Life insurance has long been considered an investment tool for some policyholders. While term life insurance policies typically don’t offer investment options because they are strictly used as a way to provide a set payout for beneficiaries at the time of a policyholder’s death, most permanent life insurance policies offer the option of setting aside some of the premium payments in investment funds to be withdrawn or used in other manners before death.

There are other benefits to purchasing permanent life insurance policies. Unlike term policies, they never lapse as long as you keep up with your payments. However, one of the biggest benefits for some policyholders is the ability to overfund their policies.

What exactly does it mean to overfund a life insurance policy? It could mean anything from increasing annual premium payments to making a lump sum in order to earn greater returns on policy investments down the road.

Suppose at 30 years old, you purchase a $500,000 permanent life policy; in this case, whole life insurance. Let’s say your premium for this policy is about $6,000 per year. In a typical cash-value life insurance policy, your company will place a portion of your yearly payment into index mutual funds and other investments that will grow returns over time.

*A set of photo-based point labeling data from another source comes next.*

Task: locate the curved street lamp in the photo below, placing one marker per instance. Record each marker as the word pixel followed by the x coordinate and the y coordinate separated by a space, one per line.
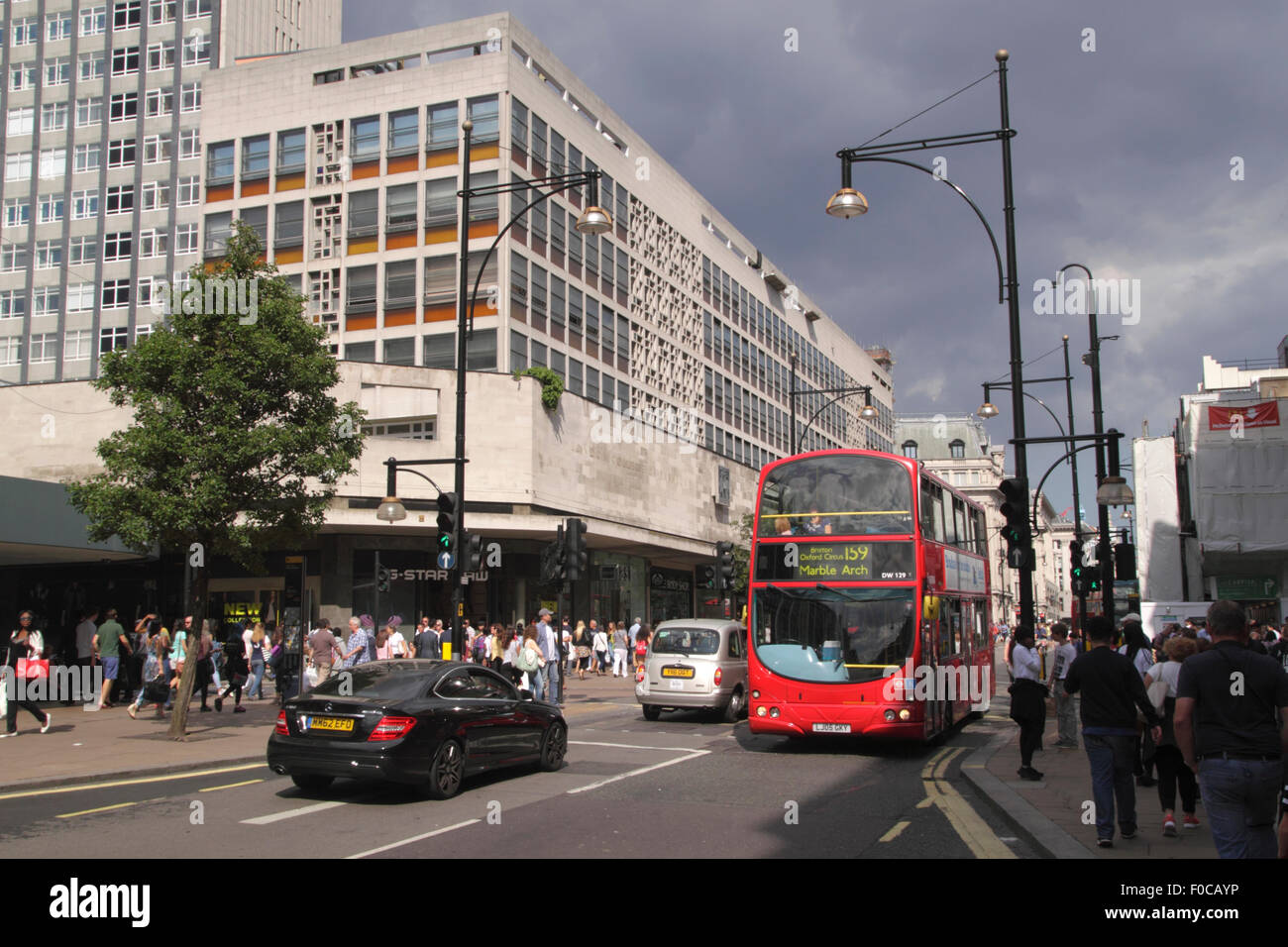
pixel 849 202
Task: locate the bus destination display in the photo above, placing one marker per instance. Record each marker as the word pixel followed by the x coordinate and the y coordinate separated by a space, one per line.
pixel 835 562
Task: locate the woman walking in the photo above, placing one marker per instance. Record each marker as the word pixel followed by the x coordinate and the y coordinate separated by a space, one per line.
pixel 237 673
pixel 1028 698
pixel 22 648
pixel 256 660
pixel 1172 771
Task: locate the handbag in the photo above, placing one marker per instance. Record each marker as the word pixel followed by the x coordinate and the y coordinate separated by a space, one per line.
pixel 33 668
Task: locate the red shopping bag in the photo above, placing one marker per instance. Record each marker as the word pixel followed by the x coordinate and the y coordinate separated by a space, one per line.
pixel 30 668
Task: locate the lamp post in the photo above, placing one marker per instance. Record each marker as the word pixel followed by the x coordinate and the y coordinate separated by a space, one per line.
pixel 867 412
pixel 593 221
pixel 849 202
pixel 988 410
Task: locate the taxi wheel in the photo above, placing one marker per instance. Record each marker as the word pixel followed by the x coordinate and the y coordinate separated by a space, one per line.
pixel 312 784
pixel 733 709
pixel 446 772
pixel 554 748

If you choose to surrender your policy before death, the excess premium and earnings are returned to you. It’s for this reason that some are choosing to overfund their accounts. By adding $10,000 or more additional per year to their premiums, they’re hoping to surrender the policy and earn greater returns in the long run.

Is Investing in Life Insurance Better than Traditional Investing?

For individuals who have considered overfunding life insurance policies instead of using the traditional investing vehicles, it’s good to take a closer look at how both might impact your bottom line.

First, let’s explore some pros and cons of overfunding a policy:

  • Pros–Forced Savings and Tax-Deferment: One benefit of overfunding your life insurance policy includes receiving forced savings, meaning your investment vehicle by its very nature requires you to save money. Another benefit is tax deferment, which means you don’t have to pay taxes on the investments within your policy year-over-year as long as you don’t withdraw the money.
  • Con–Costly with No Guarantees: Many people who choose to overfund a life insurance policy hope to use some or all of their cash value to pay premiums down the line or withdraw it in a lump sum. This option is costly due to the higher price of the policy itself, the extra money you’re investing and the higher investment fees. Also, there are no guarantees the policyholder won’t die before cashing out the money. If this happens, the beneficiary will only receive the originally intended payout.

Now assume you take the same $6,000 plus addition $10,000 per year that would have been used to overfund the policy and instead invest it Treasury Bonds. In 2010, the annual return on T-Bonds was around 8 percent. Let’s say you earned this average yearly from age 30 to 60. In 30 years, you would have earned over $518,000–more than the entire value of your policy–with more years to earn if you keep on trucking.

Also, it’s good to keep in mind that when you add funds to your life insurance policy, it is not a pure investment. Some goes toward the cost of insurance protection itself, as well as marketing and sales commissions and investment fees.

It’s for this reason that some say overfunding is not for everyone. It’s usually better suited for people who are looking for investments that will last at least 15 to 20 years and have substantial wealth–usually in the ballpark of $5 million or more–and are not looking at this one option as their meal ticket. In other words, it’s best to try this only if you can afford to lose your cash out by dying before claiming it.

For everyone else, the safer and more financially rewarding route is setting up a diversified portfolio that includes mutual funds, bonds, stocks and more.

Unless you have millions to work with, it’s a good idea to allow your life insurance policy to function as a tool for financial security for your family. And if you want to build your retirement and investment savings, talk to a financial advisor about how you can earn amazing returns the traditional way.